After recovering from his swoon, the census taker goes out to the nearest saloon, takes some refreshments and begins a movement to have the legislature enact a law, prohibiting Colored Americans from breathing the same atmosphere as other Americans. But the scheme fails because when it comes to the question of color, the Jews, Spaniards, Italians, Frenchmen, Mexicans, and so on, would be affected.
Of course this appears ridiculous. It is not intended to be ridiculous, however, but suggested in sober earnest. It is what has been going on in this country for several decades, and it is time to stop such folly.
The main point is, that the whole of the United States is the fair field for the exploitation by Colored Americans. And there will not be the slightest obstacle in the way of such exploitation, if Colored Americans drop the past and look to the future. It is not supposable that ten millions of people, who, in another generation will number twenty millions, can be extirpated or crowded out of the enjoyment of human rights because of the prejudices of a few persons who judge from their own standpoint.
To show how fast this field is being exploited by Colored Americans would require a large volume of statistics, but the essentials may be given so that it may be inferred that the field is in a fair way of being occupied.

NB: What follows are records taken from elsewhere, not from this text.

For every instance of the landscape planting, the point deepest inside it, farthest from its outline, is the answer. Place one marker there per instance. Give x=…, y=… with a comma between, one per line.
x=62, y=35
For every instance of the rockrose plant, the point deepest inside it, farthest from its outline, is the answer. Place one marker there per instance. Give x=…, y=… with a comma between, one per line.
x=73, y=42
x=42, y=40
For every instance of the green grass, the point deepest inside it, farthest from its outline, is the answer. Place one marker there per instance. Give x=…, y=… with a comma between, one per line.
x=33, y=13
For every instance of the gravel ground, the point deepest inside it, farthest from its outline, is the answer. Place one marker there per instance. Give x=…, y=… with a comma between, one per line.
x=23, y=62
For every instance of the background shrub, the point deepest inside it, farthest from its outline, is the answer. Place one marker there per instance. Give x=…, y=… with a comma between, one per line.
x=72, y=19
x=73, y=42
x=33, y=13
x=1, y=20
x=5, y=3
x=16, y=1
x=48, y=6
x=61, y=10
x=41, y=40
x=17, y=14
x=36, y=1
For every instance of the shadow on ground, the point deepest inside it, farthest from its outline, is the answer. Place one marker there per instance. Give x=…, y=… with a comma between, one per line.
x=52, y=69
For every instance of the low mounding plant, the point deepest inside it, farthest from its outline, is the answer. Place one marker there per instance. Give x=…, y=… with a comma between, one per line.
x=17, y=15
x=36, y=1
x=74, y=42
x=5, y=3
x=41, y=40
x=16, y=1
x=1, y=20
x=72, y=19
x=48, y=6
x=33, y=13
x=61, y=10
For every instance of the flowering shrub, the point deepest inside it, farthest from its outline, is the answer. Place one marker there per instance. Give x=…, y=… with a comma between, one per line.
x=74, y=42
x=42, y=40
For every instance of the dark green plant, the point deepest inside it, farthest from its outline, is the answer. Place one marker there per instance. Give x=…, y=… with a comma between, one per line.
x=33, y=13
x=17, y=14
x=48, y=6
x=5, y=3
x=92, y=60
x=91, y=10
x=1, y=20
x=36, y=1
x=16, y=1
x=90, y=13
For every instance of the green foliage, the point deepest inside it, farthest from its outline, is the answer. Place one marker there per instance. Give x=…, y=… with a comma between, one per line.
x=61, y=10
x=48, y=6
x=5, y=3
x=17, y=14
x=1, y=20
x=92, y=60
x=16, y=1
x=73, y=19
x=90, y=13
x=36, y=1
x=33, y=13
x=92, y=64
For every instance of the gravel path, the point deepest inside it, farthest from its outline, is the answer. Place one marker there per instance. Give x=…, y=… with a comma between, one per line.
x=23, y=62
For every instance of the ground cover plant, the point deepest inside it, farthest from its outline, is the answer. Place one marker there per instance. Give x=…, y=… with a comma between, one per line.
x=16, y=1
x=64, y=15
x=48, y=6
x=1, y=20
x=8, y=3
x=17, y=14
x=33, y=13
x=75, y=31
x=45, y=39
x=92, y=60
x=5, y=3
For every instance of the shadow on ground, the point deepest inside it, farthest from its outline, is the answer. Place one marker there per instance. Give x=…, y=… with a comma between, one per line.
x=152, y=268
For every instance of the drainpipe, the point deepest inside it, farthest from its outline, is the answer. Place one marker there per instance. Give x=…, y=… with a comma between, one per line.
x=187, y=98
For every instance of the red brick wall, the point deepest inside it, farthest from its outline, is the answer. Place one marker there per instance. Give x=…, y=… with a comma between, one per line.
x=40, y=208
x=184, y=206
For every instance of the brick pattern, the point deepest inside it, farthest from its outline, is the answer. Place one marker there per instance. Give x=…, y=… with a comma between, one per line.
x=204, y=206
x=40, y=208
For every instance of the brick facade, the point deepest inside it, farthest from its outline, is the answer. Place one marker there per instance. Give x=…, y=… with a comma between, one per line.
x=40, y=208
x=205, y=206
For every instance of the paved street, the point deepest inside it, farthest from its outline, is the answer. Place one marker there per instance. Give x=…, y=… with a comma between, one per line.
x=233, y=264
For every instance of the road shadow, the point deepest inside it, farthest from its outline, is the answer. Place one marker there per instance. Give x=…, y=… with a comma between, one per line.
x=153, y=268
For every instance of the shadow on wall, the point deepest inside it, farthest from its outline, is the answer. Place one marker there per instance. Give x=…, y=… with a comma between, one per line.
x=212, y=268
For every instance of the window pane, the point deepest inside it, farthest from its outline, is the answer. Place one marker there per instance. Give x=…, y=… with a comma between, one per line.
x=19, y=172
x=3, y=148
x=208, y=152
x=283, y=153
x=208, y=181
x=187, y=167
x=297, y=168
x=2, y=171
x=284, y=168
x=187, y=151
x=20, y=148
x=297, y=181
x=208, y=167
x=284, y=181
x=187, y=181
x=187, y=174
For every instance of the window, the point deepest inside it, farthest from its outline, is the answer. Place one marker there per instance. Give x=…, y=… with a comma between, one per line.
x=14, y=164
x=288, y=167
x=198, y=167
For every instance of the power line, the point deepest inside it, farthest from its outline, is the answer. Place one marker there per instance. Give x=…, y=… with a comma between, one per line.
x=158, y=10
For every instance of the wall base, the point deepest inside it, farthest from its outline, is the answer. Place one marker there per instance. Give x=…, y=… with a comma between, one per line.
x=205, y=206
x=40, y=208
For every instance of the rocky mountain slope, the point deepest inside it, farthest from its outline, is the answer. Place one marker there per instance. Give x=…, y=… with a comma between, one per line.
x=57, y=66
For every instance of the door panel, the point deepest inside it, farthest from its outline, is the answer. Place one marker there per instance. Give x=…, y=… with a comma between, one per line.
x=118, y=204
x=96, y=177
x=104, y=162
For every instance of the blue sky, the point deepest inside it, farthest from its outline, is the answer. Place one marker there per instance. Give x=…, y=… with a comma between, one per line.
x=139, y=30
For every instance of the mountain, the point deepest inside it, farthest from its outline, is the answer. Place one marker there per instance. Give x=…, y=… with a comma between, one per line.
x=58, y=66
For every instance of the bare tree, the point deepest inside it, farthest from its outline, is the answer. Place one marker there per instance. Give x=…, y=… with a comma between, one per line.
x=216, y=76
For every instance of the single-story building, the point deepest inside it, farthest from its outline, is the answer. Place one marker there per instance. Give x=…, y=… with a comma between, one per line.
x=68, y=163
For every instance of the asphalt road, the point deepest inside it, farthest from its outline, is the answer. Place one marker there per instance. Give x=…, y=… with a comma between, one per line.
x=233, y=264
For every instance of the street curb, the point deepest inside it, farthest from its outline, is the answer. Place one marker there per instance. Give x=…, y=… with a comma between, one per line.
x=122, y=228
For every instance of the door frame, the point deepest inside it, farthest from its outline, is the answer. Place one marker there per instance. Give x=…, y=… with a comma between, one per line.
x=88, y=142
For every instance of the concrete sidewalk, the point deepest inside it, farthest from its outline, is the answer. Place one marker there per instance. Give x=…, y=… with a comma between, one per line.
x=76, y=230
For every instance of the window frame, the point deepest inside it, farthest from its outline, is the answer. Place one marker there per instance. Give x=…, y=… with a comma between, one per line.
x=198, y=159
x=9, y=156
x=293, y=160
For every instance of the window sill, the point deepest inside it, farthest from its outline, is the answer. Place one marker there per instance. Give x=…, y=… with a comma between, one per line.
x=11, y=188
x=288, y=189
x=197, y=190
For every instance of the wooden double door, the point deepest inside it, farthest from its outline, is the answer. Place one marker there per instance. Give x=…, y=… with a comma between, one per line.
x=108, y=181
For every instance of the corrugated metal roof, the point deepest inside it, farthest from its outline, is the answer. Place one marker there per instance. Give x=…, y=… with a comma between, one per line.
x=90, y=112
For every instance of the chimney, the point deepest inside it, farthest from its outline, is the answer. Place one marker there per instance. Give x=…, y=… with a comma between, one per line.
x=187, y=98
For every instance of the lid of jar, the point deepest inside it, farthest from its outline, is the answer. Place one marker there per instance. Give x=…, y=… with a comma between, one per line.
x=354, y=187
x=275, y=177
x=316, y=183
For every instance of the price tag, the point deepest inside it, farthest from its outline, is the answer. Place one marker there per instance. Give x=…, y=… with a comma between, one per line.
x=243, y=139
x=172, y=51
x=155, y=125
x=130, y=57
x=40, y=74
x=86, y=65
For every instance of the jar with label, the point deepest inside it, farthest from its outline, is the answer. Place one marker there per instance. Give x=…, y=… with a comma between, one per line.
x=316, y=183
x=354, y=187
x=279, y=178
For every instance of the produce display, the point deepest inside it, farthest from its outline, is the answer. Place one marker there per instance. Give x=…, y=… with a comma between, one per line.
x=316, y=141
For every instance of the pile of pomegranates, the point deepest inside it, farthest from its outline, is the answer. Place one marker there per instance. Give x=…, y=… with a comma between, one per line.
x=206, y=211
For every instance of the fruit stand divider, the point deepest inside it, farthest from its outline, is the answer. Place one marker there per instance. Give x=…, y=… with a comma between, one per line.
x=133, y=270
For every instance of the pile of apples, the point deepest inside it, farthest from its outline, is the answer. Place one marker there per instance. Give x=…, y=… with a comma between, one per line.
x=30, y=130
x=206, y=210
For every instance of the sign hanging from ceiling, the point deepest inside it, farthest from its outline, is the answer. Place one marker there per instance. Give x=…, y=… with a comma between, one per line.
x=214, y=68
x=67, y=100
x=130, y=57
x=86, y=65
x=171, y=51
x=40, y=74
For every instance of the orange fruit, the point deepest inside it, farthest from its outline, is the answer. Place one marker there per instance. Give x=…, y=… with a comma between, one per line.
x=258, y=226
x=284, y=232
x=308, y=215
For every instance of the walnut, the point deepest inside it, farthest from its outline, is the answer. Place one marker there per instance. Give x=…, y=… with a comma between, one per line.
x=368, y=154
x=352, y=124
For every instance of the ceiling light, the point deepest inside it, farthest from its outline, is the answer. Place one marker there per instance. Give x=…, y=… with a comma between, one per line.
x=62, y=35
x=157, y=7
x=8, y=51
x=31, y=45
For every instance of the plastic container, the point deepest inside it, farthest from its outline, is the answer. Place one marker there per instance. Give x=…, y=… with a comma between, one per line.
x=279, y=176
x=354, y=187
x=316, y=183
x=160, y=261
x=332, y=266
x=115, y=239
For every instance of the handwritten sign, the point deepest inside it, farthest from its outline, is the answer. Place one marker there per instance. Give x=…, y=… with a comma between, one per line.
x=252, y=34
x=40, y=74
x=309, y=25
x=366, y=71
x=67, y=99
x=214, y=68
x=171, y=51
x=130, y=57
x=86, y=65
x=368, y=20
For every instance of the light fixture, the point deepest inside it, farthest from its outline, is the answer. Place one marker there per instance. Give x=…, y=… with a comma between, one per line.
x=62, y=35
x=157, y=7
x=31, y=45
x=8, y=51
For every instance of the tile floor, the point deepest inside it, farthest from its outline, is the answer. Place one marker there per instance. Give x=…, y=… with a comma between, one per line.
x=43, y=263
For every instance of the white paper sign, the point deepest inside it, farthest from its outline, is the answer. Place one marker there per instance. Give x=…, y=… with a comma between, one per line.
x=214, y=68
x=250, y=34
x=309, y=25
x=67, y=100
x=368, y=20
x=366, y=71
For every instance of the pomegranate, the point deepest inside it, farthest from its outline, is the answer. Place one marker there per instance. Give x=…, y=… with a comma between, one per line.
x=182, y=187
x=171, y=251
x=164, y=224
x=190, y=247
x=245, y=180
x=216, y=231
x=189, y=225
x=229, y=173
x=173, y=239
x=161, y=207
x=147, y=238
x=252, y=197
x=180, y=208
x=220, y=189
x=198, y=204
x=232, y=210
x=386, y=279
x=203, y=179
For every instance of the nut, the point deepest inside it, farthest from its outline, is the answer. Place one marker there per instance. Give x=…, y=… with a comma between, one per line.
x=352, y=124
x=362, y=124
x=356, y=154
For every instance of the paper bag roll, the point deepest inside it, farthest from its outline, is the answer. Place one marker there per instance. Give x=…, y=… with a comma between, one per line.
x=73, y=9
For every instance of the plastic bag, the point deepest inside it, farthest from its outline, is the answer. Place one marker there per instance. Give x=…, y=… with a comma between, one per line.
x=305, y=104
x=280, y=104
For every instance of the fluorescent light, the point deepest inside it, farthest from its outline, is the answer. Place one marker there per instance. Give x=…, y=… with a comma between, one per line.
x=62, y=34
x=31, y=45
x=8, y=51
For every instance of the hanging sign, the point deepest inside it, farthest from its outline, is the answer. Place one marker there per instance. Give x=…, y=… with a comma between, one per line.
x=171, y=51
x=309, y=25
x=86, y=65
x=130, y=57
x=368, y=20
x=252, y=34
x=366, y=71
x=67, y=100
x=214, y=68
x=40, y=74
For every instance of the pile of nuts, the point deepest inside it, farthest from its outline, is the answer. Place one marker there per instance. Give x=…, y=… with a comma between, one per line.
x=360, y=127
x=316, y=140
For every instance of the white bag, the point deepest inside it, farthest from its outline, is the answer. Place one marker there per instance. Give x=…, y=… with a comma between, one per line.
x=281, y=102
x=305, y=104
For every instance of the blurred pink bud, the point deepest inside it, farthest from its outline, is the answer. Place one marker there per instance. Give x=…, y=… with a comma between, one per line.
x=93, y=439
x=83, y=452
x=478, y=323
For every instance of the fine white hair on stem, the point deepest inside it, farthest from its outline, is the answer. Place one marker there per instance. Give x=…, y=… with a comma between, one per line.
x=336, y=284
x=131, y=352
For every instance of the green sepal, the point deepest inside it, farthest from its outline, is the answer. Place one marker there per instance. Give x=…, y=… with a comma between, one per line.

Our most valuable account, strangely enough, comes from an English source:
In 1911 a commission was sent by the English Board of Trade to the United States to investigate the cost of living in American towns, but the report included important information concerning the occupations of Colored Americans in cities of the United States.
It appears from the report that the Colored Americans in New York City, in spite of the industrial barriers that exist there, contain within themselves most of the elements, professional, trading, and industrial, that go to make up the life of other and more normally situated communities.